Organic templates provide structure for the frameworks of porous materials via a panel of weak and strong electrostatic interactions, i.e., van der Waals forces, hydrogen bonds, and Coulomb interactions. The interactions between the inorganic framework and the organic templates are not obvious, especially when there is no geometrical specificity between them. Then, one molecule may lead to different framework topologies, and similarly, a framework topology may be obtained with more than one template. In this work, we used two different templates, i.e., triethylamine (TEA⁰) and tetraethylammonium (TEA⁺), to synthesize aluminophosphate-five (AFI) zeotypes (AlPO-5 and SAPO-5) under microwave conditions. The syntheses were carried out using both molecules under identical experimental conditions, i.e., with the same reagents, molar composition, crystallization time, and temperature. The structural and hydrophilic properties of the obtained materials were found to be highly dependent on the template used. A large set of characterization techniques was explored to understand short- and long-range order features. X-ray diffraction (XRD), scanning electron microscopy (SEM), inductively coupled plasma mass spectrometry (ICP-MS), energy dispersive X-ray (EDX) microanalysis, thermogravimetric analysis (TGA), nitrogen sorption, Fourier transform infrared (FT-IR) spectroscopy, and nuclear magnetic resonance (NMR) spectroscopy were used. Through these investigations, we elucidated the impact of templates on the synthesis process and the resulting properties. Our findings reveal that the templates served as space-filling agents, occupying the channels within the framework.
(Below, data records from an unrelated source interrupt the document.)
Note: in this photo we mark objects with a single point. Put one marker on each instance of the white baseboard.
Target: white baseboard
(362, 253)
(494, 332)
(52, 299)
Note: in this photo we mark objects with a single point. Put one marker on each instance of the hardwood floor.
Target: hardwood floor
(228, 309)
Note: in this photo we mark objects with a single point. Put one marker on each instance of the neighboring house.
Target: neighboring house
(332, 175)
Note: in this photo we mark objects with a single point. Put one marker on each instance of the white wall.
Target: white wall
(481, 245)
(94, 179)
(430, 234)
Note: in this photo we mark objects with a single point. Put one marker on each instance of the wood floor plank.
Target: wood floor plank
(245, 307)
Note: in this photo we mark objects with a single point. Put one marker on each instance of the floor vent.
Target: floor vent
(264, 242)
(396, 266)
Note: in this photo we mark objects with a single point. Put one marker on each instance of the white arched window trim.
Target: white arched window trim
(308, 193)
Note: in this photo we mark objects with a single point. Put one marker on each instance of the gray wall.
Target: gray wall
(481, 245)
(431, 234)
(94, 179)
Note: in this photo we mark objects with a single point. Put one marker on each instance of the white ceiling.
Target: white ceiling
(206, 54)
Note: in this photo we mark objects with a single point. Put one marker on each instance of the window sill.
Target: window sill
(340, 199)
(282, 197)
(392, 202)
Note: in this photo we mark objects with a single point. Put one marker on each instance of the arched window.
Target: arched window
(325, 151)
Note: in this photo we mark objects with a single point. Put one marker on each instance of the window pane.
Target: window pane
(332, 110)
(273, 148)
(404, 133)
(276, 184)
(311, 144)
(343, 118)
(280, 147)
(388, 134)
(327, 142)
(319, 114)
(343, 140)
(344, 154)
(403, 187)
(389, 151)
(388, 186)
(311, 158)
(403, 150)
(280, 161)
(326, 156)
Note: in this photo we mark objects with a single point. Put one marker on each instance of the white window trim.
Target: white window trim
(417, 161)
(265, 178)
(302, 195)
Furthermore, the charge of the template exerted a significant influence on various aspects, including morphology, silicon content, and atomic-scale ordering. These modifications contributed to the enhancement of hydrophilicity in the AlPO-5 and SAPO-5 materials. This discovery provides a promising method for tailoring the properties of aluminophosphate-based water adsorbents in a straightforward manner.